Thursday, April 12

Amazon CloudSearch, Elastic Search as a Service

The search division of Amazon, A9 today announced the release of CloudSearch.  Amazon CTO Werner Vogels announced it on his blog, All Thing Distributed.  The AWS service also has a new post on the announcement.

For the details and pricing, there is also the official CloudSearch details page.

CloudSearch is a fully managed search service based on Amazon's search infrastructure that provides near-realtime, faceted, scalable search.  The index is stored in memory for fast search and updates.

Dynamic Scaling
What makes A9 offering particularly interesting is it's ability to dynamically scale.  The architecture of A9's search system, with shards and replicas, is a common and well-understood model.  What makes Amazon's offering unique is the ability to easily scale your search cluster.  A9 will automatically add (and remove) search instances and index partitions as the index size grows and shrinks.  It will also dynamically add and remove replicas to respond to changes in search request traffic.    The exact details are still not clearly described technically in detail.

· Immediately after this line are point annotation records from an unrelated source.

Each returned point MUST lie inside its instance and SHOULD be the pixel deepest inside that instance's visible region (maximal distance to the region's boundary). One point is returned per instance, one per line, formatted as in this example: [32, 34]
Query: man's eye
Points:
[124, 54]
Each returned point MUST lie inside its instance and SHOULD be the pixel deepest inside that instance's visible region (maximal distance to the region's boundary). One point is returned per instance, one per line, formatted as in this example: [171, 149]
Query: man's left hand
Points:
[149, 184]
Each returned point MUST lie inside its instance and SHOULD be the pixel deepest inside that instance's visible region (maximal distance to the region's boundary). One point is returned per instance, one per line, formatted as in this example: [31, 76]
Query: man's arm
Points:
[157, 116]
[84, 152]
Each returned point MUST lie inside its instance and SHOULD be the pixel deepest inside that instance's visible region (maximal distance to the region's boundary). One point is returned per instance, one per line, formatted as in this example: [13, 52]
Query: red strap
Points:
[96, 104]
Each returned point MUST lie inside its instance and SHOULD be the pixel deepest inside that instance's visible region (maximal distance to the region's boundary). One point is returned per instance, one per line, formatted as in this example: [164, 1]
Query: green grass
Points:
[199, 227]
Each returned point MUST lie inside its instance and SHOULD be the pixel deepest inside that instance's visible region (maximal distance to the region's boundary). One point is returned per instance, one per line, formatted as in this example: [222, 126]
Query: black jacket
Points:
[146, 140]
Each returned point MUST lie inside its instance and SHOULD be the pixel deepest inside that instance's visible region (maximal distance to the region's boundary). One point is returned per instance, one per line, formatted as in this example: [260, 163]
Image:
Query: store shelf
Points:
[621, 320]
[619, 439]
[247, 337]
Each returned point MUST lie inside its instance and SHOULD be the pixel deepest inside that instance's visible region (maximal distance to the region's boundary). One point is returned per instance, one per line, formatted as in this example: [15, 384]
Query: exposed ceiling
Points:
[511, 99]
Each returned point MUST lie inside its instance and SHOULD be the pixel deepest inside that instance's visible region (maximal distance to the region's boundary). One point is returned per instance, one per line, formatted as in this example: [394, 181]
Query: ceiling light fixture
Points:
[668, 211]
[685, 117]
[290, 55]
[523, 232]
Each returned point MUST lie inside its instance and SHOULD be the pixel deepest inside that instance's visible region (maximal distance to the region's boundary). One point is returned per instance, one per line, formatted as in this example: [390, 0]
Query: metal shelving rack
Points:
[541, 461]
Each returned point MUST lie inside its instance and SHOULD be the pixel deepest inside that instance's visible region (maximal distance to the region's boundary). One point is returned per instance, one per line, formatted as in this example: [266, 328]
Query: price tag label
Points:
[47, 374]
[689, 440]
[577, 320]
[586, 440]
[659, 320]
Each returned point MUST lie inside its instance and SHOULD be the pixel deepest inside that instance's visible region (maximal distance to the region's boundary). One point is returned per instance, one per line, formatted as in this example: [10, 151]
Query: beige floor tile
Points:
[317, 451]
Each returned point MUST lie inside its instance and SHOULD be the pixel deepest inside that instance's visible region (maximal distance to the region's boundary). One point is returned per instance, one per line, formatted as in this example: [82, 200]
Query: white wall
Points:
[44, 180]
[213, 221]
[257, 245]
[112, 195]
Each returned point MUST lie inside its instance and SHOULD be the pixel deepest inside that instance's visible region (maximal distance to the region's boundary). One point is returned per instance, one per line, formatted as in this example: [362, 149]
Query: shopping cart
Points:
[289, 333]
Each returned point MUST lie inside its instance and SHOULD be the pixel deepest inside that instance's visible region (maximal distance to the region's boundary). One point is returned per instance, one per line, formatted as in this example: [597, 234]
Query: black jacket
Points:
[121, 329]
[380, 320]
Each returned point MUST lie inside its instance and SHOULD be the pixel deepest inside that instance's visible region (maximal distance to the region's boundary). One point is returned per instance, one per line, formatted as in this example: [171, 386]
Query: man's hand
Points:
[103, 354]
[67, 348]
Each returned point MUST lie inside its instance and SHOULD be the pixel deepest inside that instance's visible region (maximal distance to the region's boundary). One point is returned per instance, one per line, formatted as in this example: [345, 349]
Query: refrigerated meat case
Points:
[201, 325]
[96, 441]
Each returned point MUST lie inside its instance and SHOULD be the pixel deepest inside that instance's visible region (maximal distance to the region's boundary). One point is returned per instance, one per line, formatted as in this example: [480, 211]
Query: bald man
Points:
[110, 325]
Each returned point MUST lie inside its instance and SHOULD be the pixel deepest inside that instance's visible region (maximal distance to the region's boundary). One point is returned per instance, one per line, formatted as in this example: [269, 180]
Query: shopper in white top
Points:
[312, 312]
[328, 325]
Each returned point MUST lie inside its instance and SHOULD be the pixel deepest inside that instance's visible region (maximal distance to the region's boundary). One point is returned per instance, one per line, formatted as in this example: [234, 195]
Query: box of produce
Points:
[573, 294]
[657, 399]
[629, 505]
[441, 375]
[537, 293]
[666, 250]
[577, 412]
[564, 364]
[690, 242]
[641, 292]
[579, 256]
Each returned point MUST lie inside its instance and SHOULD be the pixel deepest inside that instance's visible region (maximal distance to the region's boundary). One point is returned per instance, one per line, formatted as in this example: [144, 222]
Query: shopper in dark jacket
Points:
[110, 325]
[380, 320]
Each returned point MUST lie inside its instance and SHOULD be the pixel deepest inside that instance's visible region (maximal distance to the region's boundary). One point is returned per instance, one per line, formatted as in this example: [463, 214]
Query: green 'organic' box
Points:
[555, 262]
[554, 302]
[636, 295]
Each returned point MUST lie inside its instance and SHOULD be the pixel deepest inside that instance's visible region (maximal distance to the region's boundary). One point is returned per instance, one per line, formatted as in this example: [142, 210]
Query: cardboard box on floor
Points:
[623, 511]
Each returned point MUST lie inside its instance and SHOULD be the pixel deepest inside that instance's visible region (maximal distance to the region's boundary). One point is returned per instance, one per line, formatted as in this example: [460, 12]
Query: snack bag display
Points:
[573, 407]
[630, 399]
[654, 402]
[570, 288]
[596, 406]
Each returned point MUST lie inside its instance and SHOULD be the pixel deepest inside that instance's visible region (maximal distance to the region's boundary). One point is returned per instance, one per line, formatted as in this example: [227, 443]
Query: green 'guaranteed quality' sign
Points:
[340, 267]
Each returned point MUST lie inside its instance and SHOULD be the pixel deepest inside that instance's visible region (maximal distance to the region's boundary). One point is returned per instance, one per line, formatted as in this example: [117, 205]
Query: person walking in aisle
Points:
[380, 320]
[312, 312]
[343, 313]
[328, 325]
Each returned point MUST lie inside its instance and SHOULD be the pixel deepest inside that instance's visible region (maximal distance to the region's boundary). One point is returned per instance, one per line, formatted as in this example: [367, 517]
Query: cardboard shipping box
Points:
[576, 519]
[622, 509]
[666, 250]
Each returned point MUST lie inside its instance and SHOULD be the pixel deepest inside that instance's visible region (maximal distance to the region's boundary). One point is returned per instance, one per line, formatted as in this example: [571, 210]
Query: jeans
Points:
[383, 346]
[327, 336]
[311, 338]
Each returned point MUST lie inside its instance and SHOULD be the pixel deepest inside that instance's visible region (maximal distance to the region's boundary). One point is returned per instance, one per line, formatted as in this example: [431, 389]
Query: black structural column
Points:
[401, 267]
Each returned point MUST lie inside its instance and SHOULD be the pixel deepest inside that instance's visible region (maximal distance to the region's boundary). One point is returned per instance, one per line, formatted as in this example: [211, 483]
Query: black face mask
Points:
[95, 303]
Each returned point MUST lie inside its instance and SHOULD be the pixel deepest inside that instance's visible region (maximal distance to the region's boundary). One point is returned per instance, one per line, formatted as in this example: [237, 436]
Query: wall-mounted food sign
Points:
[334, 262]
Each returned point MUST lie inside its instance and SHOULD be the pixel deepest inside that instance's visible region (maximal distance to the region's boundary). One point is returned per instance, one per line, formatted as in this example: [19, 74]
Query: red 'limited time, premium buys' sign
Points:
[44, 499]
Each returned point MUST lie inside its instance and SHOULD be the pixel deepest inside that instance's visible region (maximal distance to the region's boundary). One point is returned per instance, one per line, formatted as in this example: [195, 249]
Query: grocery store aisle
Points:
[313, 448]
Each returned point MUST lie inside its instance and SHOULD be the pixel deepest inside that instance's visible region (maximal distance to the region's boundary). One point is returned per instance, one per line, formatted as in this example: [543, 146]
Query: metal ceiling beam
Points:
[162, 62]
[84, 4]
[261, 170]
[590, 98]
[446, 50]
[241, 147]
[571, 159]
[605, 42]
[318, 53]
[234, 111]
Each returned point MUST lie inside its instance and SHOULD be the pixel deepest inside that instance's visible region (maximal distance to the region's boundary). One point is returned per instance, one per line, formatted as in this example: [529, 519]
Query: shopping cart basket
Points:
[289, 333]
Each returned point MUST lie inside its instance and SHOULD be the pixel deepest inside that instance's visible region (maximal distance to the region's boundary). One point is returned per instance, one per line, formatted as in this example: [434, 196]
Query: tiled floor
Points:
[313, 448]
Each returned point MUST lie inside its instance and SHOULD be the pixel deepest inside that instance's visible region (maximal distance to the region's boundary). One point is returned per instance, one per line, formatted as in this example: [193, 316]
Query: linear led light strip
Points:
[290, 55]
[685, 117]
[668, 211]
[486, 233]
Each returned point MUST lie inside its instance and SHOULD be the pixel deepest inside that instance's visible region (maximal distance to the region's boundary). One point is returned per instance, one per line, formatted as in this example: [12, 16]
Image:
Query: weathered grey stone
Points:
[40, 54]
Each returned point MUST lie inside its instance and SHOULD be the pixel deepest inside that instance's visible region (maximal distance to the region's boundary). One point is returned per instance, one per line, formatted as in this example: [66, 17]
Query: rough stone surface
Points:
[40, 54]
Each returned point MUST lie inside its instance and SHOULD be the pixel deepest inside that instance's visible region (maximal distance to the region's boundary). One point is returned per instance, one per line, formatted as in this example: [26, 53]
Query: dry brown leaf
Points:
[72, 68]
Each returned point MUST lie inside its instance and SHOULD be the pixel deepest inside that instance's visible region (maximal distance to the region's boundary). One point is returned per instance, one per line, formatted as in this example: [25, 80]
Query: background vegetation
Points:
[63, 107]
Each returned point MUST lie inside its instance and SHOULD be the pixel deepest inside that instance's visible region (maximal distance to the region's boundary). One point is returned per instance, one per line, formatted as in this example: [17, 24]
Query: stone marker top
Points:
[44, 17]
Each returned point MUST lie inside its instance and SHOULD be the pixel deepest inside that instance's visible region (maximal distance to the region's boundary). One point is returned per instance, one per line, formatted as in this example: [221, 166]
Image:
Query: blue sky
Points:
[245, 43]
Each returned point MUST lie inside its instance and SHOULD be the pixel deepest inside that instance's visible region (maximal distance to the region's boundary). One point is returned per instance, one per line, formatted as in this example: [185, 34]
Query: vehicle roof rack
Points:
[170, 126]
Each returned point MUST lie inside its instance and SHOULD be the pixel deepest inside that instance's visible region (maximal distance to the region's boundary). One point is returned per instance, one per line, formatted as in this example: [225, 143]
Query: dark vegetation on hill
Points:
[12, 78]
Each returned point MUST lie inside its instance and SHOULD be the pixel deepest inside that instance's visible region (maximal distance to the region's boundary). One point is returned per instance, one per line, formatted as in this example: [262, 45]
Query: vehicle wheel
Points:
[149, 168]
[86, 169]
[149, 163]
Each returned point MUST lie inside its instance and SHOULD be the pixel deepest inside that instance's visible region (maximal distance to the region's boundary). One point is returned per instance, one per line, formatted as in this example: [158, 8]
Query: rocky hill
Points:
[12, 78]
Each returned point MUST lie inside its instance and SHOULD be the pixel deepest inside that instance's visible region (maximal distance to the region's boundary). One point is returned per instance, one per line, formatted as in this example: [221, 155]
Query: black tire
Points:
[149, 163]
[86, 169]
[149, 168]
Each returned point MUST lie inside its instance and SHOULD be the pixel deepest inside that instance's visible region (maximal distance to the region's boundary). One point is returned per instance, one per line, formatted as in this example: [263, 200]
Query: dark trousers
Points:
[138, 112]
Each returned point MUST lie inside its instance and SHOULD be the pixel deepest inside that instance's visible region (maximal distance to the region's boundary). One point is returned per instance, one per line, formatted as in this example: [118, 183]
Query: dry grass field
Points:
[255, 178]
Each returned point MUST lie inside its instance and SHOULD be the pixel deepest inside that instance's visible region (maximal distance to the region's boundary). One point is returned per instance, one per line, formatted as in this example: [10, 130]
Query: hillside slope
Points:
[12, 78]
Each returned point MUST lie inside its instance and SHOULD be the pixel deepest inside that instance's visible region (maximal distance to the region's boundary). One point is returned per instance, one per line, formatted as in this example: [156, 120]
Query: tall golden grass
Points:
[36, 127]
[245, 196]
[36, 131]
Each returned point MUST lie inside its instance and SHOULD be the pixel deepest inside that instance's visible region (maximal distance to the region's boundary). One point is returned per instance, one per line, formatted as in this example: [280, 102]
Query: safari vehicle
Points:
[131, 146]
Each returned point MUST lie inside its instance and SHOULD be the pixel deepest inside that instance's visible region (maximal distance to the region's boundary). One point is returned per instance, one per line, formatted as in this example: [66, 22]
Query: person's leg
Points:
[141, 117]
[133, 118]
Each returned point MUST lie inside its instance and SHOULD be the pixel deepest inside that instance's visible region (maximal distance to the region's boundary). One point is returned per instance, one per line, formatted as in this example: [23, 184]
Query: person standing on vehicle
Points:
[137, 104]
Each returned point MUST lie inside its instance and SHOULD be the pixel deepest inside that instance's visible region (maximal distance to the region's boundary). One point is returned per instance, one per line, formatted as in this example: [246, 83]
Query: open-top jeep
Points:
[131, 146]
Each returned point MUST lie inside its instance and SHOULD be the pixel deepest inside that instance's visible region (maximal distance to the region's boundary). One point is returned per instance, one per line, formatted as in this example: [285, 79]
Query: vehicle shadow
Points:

Right now, there is a limit to 50 search instances.  An extra large search instance can handle approximately 8 Million 1K documents. It appears that assumption is that the documents are quite small (e.g. product documents).  To put it in perspective, an rough rule of thumb for web documents is approximately 10k.  Given this, it translates into roughly 800k web documents per server * 50 servers = 40 million web documents.  This is not for building large-scale web search, yet.  However, it should be more than enough for most enterprise e-commerce and site-search applications.

The real value added by the search engine is in the ranking of results.

The control over the search index ranking is rudimentary with a few basic knobs.  You can add stopwords, perform stemming, and add synonyms.  This is very basic stuff.    How you might do more interesting (and important) IR ranking changes is vague.  From the article,
Rank expressions are mathematical functions that you can use to change how search results are ranked. By default, documents are ranked by a text relevance score that takes into account the proximity of the search terms and the frequency of those terms within a document. You can use rank expressions to include other factors in the ranking. For example, if you have a numeric field in your domain called 'popularity,' you can define a rank expression that combines popularity with the default text relevance score to rank relevant popular documents higher in your search results.
This indicators that it is possible to boost documents.  However, it is unclear how the underlying text search works in order to boost individual important fields (e.g. name, description).

For more details on the more advanced query processing needed to make search work in practice, read the post: Query Rewriting in Search Engines from Hugh Williams at EBay.  In order to employ these methods, you need log data, which brings me to my next point.

Missing Pieces
A key missing component is usage-driven framework to improve ranking that uses queries, clicks, and other user behavior indicators.  A feedback mechanism to change ranking based analysis (ideally automatic).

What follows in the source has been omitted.